Besides Christmas and the Nativity of the Blessed Mother, there is only one saint whose birthday is celebrated in the Liturgy of the Church, St. John the Baptist. Usually a saint is remembered on the day of his death--or birth into eternal life--but the Blessed Mother and St. John the baptist share a common dignity of being born free from original sin, thereby meriting the celebration of their actual birthday. (Mary was conceived and born free of the stain of original sin and John the Baptist was cleansed at the Annunciation when, in the presence of Christ, he leapt for joy in the womb of his mother.) This should come as no surprise for it was Jesus who said, "I tell you, among those born of women, no one is greater than John".

Taken from the Office of Reading of today's solemnity:

A sermon of St Augustine

The voice of one crying in the wilderness

The Church observes the birth of John as in some way sacred; and you will not find any other of the great men of old whose birth we celebrate officially. (The feasts of the Immaculate Conception and of the Nativity of the Blessed Virgin had not yet been introduced.) We celebrate John’s, as we celebrate Christ’s. This point cannot be passed over in silence, and if I may not perhaps be able to explain it in the way that such an important matter deserves, it is still worth thinking about it a little more deeply and fruitfully than usual.

John is born of an old woman who is barren; Christ is born of a young woman who is a virgin. That John will be born is not believed, and his father is struck dumb; that Christ will be born is believed, and he is conceived by faith.

I have proposed some matters for inquiry, and listed in advance some things that need to be discussed. I have introduced these points even if we are not up to examining all the twists and turns of such a great mystery, either for lack of capacity or for lack of time. You will be taught much better by the one who speaks in you even when I am not here; the one about whom you think loving thoughts, the one whom you have taken into your hearts and whose temple you have become.

John, it seems, has been inserted as a kind of boundary between the two Testaments, the Old and the New. That he is somehow or other a boundary is something that the Lord himself indicates when he says, The Law and the prophets were until John. So he represents the old and heralds the new. Because he represents the old, he is born of an elderly couple; because he represents the new, he is revealed as a prophet in his mother’s womb. You will remember that, before he was born, at Mary’s arrival he leapt in his mother’s womb.

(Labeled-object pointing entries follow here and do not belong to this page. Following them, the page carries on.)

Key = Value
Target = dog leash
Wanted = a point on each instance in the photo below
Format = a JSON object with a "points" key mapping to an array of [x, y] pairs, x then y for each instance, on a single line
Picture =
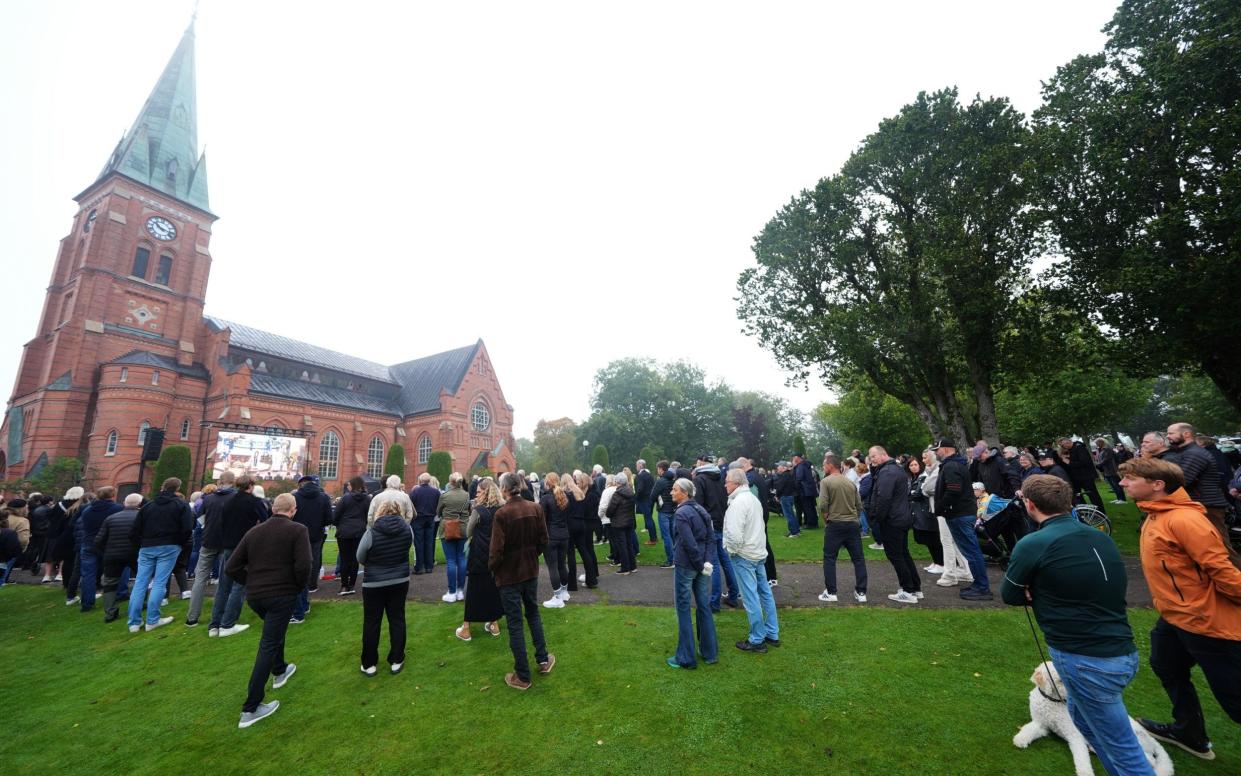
{"points": [[1039, 646]]}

Already he had been marked out there, designated before he was born; it was already shown whose forerunner he would be, even before he saw him. These are divine matters, and exceed the measure of human frailty. Finally, he is born, he receives a name, and his father’s tongue is loosed.

Zachary is struck dumb and loses his voice, until John, the Lord’s forerunner, is born and releases his voice for him. What does Zachary’s silence mean, but that prophecy was obscure and, before the proclamation of Christ, somehow concealed and shut up? It is released and opened up by his arrival, it becomes clear when the one who was being prophesied is about to come. The releasing of Zachary’s voice at the birth of John has the same significance as the tearing of the veil of the Temple at the crucifixion of Christ. If John were meant to proclaim himself, he would not be opening Zachary’s mouth. The tongue is released because a voice is being born – for when John was already heralding the Lord, he was asked, Who are you and he replied I am the voice of one crying in the wilderness.

John is the voice, but the Lord in the beginning was the Word. John is a voice for a time, but Christ is the eternal Word from the beginning.